As we’re all too aware, our culture is experiencing an increasing detachment from nature and Raymond, Anne Marie, and their team are working hard to combat this. Among other projects, Le Manoir Aux Quat’Saisons’ Adopt A School policy invites children from local schools to take part in gardening and cookery workshops.
Anne Marie has been working at Le Manoir since the very beginning and knows the gardens down to the minutest detail, including where all the frost pockets are. The gardens work hard to grow a variety of genus and to experiment – this year, they are only growing black tomatoes and their love of ‘heritage seeds’ is an attempt to preserve important species for future generations. They’re also investing in the future by growing exciting plants such as Stevia rebaudiana, from whose leaves a natural sweetener can be extracted that has been used by the Aztecs for 3,000 years and has the potential to solve the diabetes epidemic as well as become a billion dollar industry.

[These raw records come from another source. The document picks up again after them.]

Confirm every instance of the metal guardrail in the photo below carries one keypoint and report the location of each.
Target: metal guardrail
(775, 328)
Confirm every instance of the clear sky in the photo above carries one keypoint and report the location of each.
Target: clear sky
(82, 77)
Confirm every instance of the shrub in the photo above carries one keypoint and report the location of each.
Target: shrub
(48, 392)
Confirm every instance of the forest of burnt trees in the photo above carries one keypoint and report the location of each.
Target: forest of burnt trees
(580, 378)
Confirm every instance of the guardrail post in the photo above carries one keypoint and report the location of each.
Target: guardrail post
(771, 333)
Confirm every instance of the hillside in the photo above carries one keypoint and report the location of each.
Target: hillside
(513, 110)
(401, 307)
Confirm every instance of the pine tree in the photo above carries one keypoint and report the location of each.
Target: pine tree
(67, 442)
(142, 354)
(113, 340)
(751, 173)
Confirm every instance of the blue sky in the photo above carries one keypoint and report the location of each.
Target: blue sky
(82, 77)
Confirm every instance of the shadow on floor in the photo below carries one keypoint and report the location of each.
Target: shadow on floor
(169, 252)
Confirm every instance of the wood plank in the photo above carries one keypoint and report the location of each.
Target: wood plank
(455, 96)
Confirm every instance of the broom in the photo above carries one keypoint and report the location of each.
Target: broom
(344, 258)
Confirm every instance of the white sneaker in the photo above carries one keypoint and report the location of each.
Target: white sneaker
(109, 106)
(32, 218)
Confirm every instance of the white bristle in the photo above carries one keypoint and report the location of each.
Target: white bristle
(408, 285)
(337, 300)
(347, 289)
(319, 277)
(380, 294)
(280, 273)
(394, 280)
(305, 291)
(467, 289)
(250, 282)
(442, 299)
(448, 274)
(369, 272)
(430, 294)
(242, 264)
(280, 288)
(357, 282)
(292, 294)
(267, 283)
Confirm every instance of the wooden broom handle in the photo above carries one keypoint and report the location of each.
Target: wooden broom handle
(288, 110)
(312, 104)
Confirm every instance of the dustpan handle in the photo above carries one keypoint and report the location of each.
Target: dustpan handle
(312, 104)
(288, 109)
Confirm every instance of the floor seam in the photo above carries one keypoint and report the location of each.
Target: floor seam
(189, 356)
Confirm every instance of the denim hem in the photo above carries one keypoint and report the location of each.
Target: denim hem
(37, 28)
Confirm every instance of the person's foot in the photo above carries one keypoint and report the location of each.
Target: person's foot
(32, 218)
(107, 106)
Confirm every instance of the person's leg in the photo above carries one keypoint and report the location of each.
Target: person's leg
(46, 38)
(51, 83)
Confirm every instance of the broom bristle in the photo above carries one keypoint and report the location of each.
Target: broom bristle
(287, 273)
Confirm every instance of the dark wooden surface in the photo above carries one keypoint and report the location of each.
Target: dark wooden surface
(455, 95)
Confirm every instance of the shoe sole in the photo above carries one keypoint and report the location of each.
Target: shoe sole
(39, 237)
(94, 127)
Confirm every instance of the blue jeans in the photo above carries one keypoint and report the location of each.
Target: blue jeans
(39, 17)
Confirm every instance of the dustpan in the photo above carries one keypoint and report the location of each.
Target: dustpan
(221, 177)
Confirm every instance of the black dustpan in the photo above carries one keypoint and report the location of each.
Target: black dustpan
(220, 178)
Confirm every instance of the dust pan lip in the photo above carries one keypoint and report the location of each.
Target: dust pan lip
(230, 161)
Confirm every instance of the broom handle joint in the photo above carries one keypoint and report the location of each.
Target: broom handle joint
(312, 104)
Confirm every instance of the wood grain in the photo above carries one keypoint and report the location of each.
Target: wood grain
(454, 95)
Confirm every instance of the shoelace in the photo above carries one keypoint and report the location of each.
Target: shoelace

Working for Raymond does sound like it’s sometimes quite a challenge, thanks to his tendency to dream up ambitious projects – apparently he returned from a trip to Japan determined to create the Japanese Garden at Le Manoir (incredibly, it was completed in four months) – and the orchard, borne out of his fascination with apples, has been seven years in the making and still has a little way to go. But his curiosity, joy and intelligence seems infectious, flowing down through all the staff; in Anne Marie’s words, ‘who comes into work in the morning and has to try Tarte Tatin?’ Taste tests are a regular part of the daily routine here, and the apples, for instance, will be cooked in five different ways and then judged according to their performance in terms of texture, taste, appearance – no stone is left unturned.
Needless to say, there isn’t enough produce from the gardens to cater for all of the kitchen’s needs – it feels like the gardens are partly a labour of love for Raymond while also an important contribution to the gastronomic experience. And certainly even more valuable in terms of restoring the world’s love of gardening.
Long may Raymond Blanc’s culinary adventures and his search for perfection continue.